Diabetes type II, metabolic syndrome
Increased rates of obesity in recent years have resulted in correspondingly higher rates of metabolic syndrome and diabetes. Nowadays the metabolic syndrome is a very common disorder that increases the risk of both diabetes and cardiovascular disease and is characterized by obesity central type elevated glucose levels, elevated triglyceride levels, elevated blood pressure levels and low levels of good HDL cholesterol. Adopting the Cretan diet has been associated with a reduced incidence of metabolic syndrome and diabetes. Furthermore, in diabetic patients, the adoption of the Cretan diet has been associated with better disease control, while recommending the Cretan diet to patients newly diagnosed with diabetes appeared to delay the onset of drug therapy.

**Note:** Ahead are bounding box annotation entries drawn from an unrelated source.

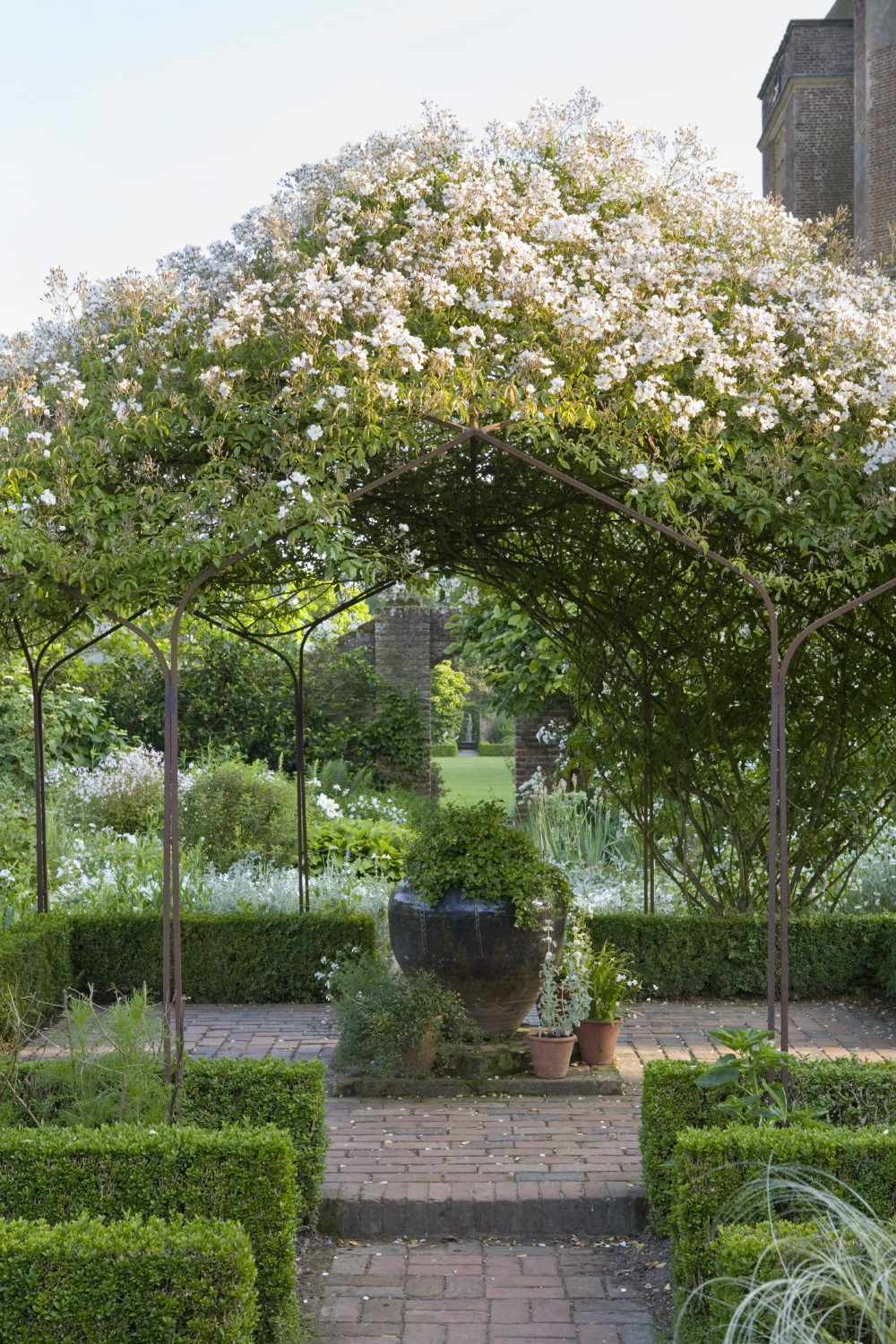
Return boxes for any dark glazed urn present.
[388,882,565,1037]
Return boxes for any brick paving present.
[173,999,896,1238]
[304,1241,662,1344]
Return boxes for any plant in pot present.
[320,956,476,1078]
[528,930,591,1078]
[571,921,641,1064]
[388,803,573,1035]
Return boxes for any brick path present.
[179,999,896,1064]
[173,1000,896,1238]
[304,1241,652,1344]
[186,1000,896,1344]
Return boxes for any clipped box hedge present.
[0,1125,299,1344]
[589,913,896,999]
[70,910,376,1004]
[181,1058,329,1223]
[694,1219,836,1344]
[638,1055,896,1236]
[0,1217,258,1344]
[10,1055,329,1223]
[672,1125,896,1320]
[0,914,73,1039]
[0,910,376,1011]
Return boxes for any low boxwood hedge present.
[672,1125,896,1333]
[70,910,376,1004]
[0,1125,299,1344]
[589,913,896,999]
[181,1059,329,1223]
[0,1217,258,1344]
[702,1219,836,1344]
[0,914,73,1040]
[7,1056,329,1223]
[640,1055,896,1236]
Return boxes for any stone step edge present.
[317,1180,648,1239]
[328,1064,622,1098]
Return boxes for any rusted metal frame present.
[296,575,397,910]
[106,612,172,1083]
[106,546,261,1091]
[197,612,309,910]
[347,416,788,1034]
[775,567,896,1059]
[12,610,124,914]
[438,421,786,1032]
[12,609,83,916]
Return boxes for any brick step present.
[318,1174,646,1238]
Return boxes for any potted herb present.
[321,956,476,1078]
[575,927,641,1064]
[388,803,571,1035]
[528,932,591,1078]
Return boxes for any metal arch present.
[347,416,896,1059]
[199,578,395,911]
[12,609,125,914]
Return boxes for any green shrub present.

Alzheimer’s and Parkinson’s disease
Very recent studies suggest that the Cretan diet is also associated with Alzheimer and Parkinson diseases, whose incidence is increasing in recent years. The adoption of the Cretan diet has been shown to reduce the incidence of both disorders and mortality from Alzheimer’s disease.
Cretan or Mediterranean diet?
The traditional diets of the Mediterranean people was the result of significant developments that occurred over two millennia with major influences from the Greeks, Arabs and Asians. About 20 countries, quite heterogeneous from each other can be described as Mediterranean, whose eating habits vary due to religious, economic and cultural particularities. The term “Mediterranean diet”, in the manner currently used, was essentially introduced by nutrition scientists to describe the Cretan diet and the diets of other regions of the Mediterranean which had common features with it, in the 1950s and 1960s, when they had overcome the consequences of the Second World war, but before the arrival of the fast food culture. Because olive oil was the main source of fat in the Cretan diet, the term “Mediterranean diet” actually describes the dietary pattern that was prevailing in Mediterranean regions where olive trees were traditionally cultivated.
Thus, the term “Mediterranean diet” is somewhat misleading, because in fact there is not only one, but many Mediterranean diets.
The Cretan diet is the combination of all tastes and dietary habits of the people which are met in Crete during its history.